03 Agosto 2021 - Ultimo aggiornamento il: 02 Agosto 2021 alle 22:56:00

foto di Un agente della Squadra Mobile tarantina
Un agente della Squadra Mobile tarantina

Una storia di violenza e di coraggio. La violenza di un uomo abituato alle maniere forti, il coraggio di una donna che ha trovato la forza di denunciare per proteggere se stessa e i suoi figli. Dopo mesi di indagini si è arrivati all’arresto del marito e padre violento. Il personale della Squadra Mobile ha infatti eseguito un’ordinanza di custodia cautelare in carcere nei confronti di un tarantino di 44 anni, ritenuto responsabile di maltrattamenti in famiglia.

Le indagini sono partite nel marzo scorso dopo la denuncia dell’ex moglie che, ormai in preda ad un vero e proprio stato d’ansia ed agitazione, ha avuto la forza di raccontare ai poliziotti i tantissimi episodi di violenza di cui era vittima e che avevano coinvolto anche i due figli minori, minando la tranquillità e la consueta vita quotidiana. Gli episodi, come poi accertato nel corso dei tanti incontri protetti avuti con la vittima, duravano da anni, da quando la donna aveva avviato le pratiche per il divorzio a seguito della vita dissennata del consorte e dei suoi continui tradimenti.
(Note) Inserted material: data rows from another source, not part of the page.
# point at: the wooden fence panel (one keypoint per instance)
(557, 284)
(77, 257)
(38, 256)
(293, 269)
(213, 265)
L’uomo, pur separato di fatto dalla sua famiglia, non si era rassegnato alla fine del matrimonio e ha continuato con costanza ad intimorire con qualsiasi comportamento, spesso in maniera violenta, sia la sua ex moglie sia i figli di 17 e 15 anni più volte intervenuti in difesa della loro madre. Il 44enne, spesso sotto l’effetto di sostanze stupefacenti ed alcoliche, aveva seguito ossessivamente la donna, cercando con le maniere forti di farla desistere dal suo intento di chiedere il divorzio, arrivando anche a minacciare in due occasioni gli avvocati della controparte, costretti poi per timore di ritorsioni personali, a rinunciare all’incarico.

Al termine delle indagini, l’Autorità Giudiziaria competente ha ritenuto opportuno, per scongiurare altri eventuali e peggiori conseguenze, di emettere un’ordinanza di custodia cautelare in carcere nei confronti dello stalker, che è stato rintracciato e, dopo le formalità di rito, accompagnato presso la locale Casa Circondariale del capoluogo.